Based on the results of the pre- and post- workshop survey (7 participants), the session was rated “very effective” by 83% and “moderately effective” by 17% of respondents at demonstrating the capabilities of Holos software as an economic and environmental decision-making tool. All respondents reported a gain or increase in knowledge, awareness, and skills about sustainable agriculture topics, practices, strategies, and approaches. 67% of respondents anticipated using knowledge they gained from the workshop in new or existing educational programs. Respondents were also asked about the effort they anticipated putting into future economic decision making. Of those who responded, 79% reported that their effort would “increase a little” to “a lot” after the session, while 17% reported no anticipated change. When asked about the effort they anticipated putting into future environmental decision making, 80% reported that their effort would “increase a little” to “a lot” after the session, while 17% reported no anticipated change.

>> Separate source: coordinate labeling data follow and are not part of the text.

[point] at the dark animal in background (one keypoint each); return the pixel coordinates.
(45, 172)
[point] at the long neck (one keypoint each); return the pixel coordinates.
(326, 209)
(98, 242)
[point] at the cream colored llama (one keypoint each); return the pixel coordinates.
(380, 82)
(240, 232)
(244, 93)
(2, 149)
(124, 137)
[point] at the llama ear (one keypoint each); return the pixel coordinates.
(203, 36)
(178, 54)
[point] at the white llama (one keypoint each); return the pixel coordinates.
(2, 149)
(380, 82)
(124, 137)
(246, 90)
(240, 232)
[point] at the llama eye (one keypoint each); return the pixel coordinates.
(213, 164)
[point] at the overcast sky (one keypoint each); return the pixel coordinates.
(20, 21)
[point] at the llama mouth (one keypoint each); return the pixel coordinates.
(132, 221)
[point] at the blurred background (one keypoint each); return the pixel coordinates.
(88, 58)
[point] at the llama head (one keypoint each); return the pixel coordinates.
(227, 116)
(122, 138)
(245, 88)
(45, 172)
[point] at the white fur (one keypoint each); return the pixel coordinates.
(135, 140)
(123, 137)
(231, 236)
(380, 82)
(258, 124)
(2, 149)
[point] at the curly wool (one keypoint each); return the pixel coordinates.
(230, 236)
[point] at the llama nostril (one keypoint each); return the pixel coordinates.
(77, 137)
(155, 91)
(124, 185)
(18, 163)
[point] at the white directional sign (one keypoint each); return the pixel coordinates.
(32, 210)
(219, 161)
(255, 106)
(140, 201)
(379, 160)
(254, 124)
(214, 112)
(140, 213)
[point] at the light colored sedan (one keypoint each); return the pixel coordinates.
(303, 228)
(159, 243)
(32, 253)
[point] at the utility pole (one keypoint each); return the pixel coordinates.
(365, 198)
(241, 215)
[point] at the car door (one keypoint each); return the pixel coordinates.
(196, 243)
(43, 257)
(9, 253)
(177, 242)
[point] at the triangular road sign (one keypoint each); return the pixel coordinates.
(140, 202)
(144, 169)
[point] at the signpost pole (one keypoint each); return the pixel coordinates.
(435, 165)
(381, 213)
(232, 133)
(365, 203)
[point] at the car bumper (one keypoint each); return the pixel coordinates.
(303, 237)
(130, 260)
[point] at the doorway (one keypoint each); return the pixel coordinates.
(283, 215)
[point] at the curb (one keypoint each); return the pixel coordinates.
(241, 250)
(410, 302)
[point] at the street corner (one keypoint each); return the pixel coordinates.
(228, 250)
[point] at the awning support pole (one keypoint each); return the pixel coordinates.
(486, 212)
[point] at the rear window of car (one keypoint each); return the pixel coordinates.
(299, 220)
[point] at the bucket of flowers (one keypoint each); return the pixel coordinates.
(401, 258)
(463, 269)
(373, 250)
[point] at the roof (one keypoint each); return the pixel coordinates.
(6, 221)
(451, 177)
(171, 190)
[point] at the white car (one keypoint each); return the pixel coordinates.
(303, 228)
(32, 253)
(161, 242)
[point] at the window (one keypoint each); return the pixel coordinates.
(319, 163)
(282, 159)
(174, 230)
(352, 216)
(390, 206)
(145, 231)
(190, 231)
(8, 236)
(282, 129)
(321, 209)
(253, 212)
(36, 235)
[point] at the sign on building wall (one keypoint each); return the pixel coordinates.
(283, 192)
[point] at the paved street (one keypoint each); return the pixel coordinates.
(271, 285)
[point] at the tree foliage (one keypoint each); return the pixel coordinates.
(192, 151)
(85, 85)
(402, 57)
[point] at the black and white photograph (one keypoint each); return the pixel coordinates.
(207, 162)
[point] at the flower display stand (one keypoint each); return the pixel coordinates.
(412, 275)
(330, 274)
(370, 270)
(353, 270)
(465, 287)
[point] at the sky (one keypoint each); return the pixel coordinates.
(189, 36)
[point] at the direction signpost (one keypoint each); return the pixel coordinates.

My attitude and awareness of sustainable agriculture has increased because of this project. The development and preparation of this WSARE project has allowed me to improve my field and laboratory skills, improve my ability to draw conclusions based on several data sets, facilitate new connections with researchers and outreach coordinators, and gain experience preparing outreach activities. This WSARE project experience has highlighted the importance of being able to perform specific, mechanism-driven scientific experiment, and transform the results into concise conclusions and management recommendations that will benefit scientists, producers, and the general public. The outreach portion of this project has reinforced the importance of sharing the results of scientific activities not only with other scientists, but with producers and land managers who can put these sustainable practices into action. Planning outreach workshops has supported my enthusiasm for sustainable agriculture-based extension activities which I hope to pursue in my future career. This project has also allowed me to attend conferences where I made connections with other scientists conducting sustainability research and learned about other novel sustainable agriculture research.